Fewer worries can lead to less weight, according to a study by Greek researchers. They found that people who completed a stress management program lost an average of 6.7 more pounds than those who did not. Many people live in “permanent emergency mode,” waking each morning feeling rushed, and staying in high gear until bedtime, says Dr. Berzin. This frenetic pace can spike levels of cortisol (a stress hormone) and insulin, starting a cascade of metabolic effects that can result in weight gain. Her advice: Learn a stress management technique, such as meditation, and practice it regularly.
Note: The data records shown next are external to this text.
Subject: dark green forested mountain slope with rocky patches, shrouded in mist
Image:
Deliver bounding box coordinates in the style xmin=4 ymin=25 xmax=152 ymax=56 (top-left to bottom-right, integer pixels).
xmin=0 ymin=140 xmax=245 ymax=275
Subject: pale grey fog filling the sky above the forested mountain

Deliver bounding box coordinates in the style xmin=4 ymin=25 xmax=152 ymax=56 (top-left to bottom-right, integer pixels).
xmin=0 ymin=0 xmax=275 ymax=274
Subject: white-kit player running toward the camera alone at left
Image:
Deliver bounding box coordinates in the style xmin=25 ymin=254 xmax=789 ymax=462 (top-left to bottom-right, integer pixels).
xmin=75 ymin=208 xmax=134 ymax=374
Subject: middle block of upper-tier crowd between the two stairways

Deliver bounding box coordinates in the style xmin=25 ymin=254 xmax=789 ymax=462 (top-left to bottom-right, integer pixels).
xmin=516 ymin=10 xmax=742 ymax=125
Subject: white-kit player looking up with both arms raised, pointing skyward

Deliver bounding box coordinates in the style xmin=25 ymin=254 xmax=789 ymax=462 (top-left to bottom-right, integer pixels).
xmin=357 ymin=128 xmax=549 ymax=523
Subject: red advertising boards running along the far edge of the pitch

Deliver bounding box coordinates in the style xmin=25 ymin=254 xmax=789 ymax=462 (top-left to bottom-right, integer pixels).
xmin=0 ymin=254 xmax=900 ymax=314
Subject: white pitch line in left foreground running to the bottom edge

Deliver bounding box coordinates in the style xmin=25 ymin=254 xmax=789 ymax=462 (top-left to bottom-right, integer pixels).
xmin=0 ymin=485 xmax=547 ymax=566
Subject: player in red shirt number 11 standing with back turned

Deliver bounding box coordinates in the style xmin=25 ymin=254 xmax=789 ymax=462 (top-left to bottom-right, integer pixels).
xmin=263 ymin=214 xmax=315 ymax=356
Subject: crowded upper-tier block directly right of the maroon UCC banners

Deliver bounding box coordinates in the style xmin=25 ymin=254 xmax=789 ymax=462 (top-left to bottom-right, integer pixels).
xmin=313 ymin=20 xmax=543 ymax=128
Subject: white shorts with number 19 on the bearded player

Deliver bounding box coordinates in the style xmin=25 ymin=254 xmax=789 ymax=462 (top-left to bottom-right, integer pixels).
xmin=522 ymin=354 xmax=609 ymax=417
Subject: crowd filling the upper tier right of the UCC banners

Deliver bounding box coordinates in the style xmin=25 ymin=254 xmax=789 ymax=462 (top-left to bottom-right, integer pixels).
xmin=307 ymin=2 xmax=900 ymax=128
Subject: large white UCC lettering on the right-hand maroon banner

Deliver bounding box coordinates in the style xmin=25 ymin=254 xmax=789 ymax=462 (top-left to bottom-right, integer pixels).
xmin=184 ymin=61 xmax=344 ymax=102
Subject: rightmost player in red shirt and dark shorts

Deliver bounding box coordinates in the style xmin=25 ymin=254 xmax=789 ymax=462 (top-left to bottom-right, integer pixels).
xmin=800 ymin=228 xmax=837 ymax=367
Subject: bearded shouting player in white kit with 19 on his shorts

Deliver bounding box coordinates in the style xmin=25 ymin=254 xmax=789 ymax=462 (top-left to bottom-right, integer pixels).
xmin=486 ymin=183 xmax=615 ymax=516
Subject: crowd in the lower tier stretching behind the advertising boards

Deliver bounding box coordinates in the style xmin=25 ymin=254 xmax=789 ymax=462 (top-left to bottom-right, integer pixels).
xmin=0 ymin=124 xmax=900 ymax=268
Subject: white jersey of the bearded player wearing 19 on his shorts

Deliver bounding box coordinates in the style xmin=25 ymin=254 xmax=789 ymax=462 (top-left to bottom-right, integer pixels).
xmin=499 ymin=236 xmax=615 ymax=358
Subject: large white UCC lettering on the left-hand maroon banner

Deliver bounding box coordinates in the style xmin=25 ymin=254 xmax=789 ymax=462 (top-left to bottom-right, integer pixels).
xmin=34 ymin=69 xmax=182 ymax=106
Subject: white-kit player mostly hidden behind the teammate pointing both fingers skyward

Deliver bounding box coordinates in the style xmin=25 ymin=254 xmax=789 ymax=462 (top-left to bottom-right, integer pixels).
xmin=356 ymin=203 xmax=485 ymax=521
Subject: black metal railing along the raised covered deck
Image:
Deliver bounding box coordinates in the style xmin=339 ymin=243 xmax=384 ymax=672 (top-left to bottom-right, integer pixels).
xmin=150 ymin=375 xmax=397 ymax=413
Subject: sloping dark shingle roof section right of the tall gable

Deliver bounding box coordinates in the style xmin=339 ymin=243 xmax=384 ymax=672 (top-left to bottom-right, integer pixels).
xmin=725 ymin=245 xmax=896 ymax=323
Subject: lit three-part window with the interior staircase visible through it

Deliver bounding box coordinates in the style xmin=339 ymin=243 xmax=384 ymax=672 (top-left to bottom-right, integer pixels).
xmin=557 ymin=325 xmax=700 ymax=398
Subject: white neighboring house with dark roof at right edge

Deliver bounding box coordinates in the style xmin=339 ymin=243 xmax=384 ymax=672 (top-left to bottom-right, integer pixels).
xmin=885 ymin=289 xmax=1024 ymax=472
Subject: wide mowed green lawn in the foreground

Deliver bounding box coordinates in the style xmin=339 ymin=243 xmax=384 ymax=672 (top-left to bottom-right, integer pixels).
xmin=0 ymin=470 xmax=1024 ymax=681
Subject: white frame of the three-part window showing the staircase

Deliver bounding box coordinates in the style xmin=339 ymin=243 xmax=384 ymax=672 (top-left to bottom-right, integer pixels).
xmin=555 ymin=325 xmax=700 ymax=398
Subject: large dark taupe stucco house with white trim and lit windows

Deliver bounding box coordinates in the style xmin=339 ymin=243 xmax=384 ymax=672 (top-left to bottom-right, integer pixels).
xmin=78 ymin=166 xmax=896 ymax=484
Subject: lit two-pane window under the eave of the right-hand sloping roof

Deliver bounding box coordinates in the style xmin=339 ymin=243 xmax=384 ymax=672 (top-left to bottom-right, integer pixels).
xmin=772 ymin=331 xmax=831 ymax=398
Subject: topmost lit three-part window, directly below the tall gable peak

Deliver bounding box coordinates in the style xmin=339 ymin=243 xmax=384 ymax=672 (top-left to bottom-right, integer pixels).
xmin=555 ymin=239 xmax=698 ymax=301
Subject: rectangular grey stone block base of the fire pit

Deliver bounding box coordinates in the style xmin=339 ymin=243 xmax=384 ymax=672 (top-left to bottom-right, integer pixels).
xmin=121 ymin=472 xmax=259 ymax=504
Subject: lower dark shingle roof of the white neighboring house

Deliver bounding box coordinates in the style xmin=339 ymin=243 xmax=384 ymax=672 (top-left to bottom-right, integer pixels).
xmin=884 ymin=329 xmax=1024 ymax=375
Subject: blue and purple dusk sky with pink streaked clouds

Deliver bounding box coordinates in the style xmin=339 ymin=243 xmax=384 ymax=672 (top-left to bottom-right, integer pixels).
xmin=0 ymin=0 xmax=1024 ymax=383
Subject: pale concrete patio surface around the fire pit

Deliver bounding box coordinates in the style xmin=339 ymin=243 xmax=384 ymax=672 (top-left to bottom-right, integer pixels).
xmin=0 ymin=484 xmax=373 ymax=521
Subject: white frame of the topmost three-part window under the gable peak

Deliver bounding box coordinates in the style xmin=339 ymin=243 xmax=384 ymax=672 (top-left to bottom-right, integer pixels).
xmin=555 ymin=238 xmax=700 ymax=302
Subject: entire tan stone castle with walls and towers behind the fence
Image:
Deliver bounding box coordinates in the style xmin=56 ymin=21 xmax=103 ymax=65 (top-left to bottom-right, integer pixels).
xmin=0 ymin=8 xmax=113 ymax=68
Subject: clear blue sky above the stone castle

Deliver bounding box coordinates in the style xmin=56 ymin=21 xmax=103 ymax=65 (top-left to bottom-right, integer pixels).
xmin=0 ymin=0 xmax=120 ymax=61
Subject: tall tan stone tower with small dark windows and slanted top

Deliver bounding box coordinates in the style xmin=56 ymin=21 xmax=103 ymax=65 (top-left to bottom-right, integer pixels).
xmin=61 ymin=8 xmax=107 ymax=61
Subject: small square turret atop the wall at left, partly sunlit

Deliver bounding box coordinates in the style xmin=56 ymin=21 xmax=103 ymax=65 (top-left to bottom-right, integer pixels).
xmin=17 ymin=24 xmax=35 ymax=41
IF ALL ELSE FAILS, SEEK PROFESSIONAL HELP
If you’re exercising regularly, eating healthfully, drinking plentifully, sleeping peacefully, tracking your fitness consistently, and still not losing weight, you might be hamstrung by a larger problem that’s not entirely under your control. “A lot of people have underlying medical issues — hormone imbalances, autoimmune diseases, metabolic disorders — that are cutting them off at the knees,” says Dr. Berzin. For example, about 20 million Americans have thyroid disease, according to the American Thyroid Association, and about 23.5 million have autoimmune disorders, according to the National Institutes of Health. Both conditions can make sustained weight loss more difficult. In many cases, a doctor can make a diagnosis with a simple blood test, and prescribe a course of action that can unshackle you from the condition that’s preventing you from achieving your ideal weight.